The second was that for a large part, Joep’s is a sort of Dutch Frankenstein. Although there apparently were some late 19th / early 20th century Dutch authors that had dabbled in the fantastic (I am thinking of Carel van Nievelt), back then I had yet to come across one.

Joep’s tells the story of a man who has lost sight in both eyes. An eccentric professor tells Joep that he can cure him by transplanting animal eyes. Having little to lose, Joep agrees to the procedure. Unfortunately, he manages to damage his new eyes on several occasions and has to get new ones.

Shelley’s story about Frankenstein’s monster is typically pessimistic in tone; it questions what makes us human, and whether this ‘what’ can be transplanted into non-human beings. And when does a human being lose his humanity? Joep’s does something similar; when the protagonist gets a different animal’s eyes, his character changes too.

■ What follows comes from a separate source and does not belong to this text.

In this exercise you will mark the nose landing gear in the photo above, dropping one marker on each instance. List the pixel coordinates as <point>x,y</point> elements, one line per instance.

This character growth is for the long term though, and so the story nicely segues into its second half. Where Joep starts out as a major misanthropist, his regained eyesight also forces him to see not just his surroundings through new eyes, but also himself.

Upon second reading, the book has lost some of its sparkle to me. Authors could be very wordy in those days, and from what I have read by Heijermans, he particularly seemed to like the sound of his own written voice. The “what I’ve read by” includes fragments of Diamantstad, which ends on a very moralistic note, as does Joep’s. Something I could have done without, especially since Heijermans proves himself to be a talented author otherwise. Critics of his time claimed that his lack of quality was the result of his prolific output. In 1908, the year he published Joep’s, he published four other works. Speaking in his defense though, Heijermans has a knack of realistically shielding the protagonist from seeing other characters the way the reader sees them, which can produce nice foreboding, if the author can pull it off.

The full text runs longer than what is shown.